I'm using a 12ga Browning BPS Shotgun. I also use a .223 for more open stands but generally in northern Michigan my stands call for a shotgun due to the thickness of the forest. Right now all I have is 2/34" #4 buckshot. How far can I affectively shoot with that (to kill a coyote)? And would 3" be much better? Should I be using a full choke tube?


----------



## Fallguy (Jan 23, 2004)

Get out there and pattern your shotgun. I also shoot a Browning BPS 12 gauge and I found that my full choke was inferior to the Carlson's dead coyote choke tube I have. Here is a link to my findings:

http://www.nodakoutdoors.com/forums/vie ... hp?t=41064

I still have some testing to do.


----------



## xdeano (Jan 14, 2005)

Definitely go out to the pattern board. 
suggestions:
Improved cylinder or for a tighter pattern go with a modified. but start with the IC.
2 3/4 #4 buck is very sufficient.

don't worry about the 3" shells, most people get confused and think that 3" is so much better than the 2 3/4", it just isn't true. If you want more pellets go with BB or BBB instead. (I'm sure i'll raise some feathers with that statement.) Speed Kills, just remember that. You can have more pellets flying out there, but have no speed, it won't do you any good.

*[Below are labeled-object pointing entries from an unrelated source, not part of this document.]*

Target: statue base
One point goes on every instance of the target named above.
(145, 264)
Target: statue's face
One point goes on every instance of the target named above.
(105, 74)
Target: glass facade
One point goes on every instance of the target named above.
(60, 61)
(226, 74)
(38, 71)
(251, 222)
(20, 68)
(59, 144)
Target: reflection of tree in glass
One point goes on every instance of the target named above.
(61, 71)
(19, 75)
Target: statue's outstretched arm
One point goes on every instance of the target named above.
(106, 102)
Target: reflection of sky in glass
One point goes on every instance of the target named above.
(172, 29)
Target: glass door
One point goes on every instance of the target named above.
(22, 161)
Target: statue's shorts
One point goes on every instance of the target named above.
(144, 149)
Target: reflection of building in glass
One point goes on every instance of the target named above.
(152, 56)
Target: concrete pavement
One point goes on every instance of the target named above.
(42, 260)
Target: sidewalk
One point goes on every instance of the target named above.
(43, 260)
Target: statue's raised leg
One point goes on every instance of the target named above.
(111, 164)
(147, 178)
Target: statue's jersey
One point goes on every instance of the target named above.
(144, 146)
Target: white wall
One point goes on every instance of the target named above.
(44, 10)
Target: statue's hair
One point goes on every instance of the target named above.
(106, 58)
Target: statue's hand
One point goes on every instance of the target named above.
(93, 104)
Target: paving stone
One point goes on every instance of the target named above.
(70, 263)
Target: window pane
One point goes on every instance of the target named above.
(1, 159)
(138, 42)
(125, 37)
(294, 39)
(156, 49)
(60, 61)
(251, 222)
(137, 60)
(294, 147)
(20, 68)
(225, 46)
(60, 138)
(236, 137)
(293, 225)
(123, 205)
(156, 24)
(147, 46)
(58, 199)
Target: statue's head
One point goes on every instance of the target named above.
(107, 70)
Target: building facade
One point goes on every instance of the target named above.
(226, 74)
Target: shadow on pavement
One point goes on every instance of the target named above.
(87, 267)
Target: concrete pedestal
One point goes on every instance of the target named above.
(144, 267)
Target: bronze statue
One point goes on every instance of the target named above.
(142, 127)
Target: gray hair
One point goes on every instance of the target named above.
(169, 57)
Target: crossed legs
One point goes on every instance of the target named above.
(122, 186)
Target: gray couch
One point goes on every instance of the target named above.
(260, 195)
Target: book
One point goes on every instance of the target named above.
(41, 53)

Depending on your ability with the shot gun and the environment i'd limit your shots under 40yds. I've seen shots well over 50yds, but they where a lot better shot than I. Just do what's comfortable.

xdeano


----------



## LeviM (Dec 3, 2006)

If you want to improve your range, Try an Xtra Full choke! Just my opinion, That I all I use coyote hunting


----------



## xdeano (Jan 14, 2005)

or just use a rifle.... :lol:

xdeano


----------



## coyote_buster (Mar 11, 2007)

Never used 'em but does hevishot dead coyote perform better in carlsons dead coyote choke tube or randy andersons dead dog.


----------



## Virginian (Aug 17, 2007)

By all means pattern your shotgun. My Remington M1100 with full choke only managed to put two #4 buckshot into a 17" x 22" sheet of paper at 40 yards. What an eye opener!

SUPPORT OUR RIGHT TO KEEP AND BEAR ARMS.


----------



## dhayes (Aug 13, 2007)

Thanks for all the input guys. After I posted this I ordered the Carlson's dead coyote choke tube and dead coyote heavy shot. I will pattern my gun when the supplies arrive.


----------



## Gohon (Feb 14, 2005)

Virginian, how many times did you try it with the sheet of paper. You may have a problem with the guns POA and not necessarily the load and choke.


----------



## barebackjack (Sep 5, 2006)

Try the buckshot, but ive always had better luck with copper plated buffered BB for fox and coyotes. Ive killed yotes at 50 yards with this and a turkey choke.


----------



## bigswedegml (Aug 31, 2007)

I use an extra full turkey choke and 3'' #4 buckshot. The farthest I have put a coyote down is about 40 yards with that setup.


----------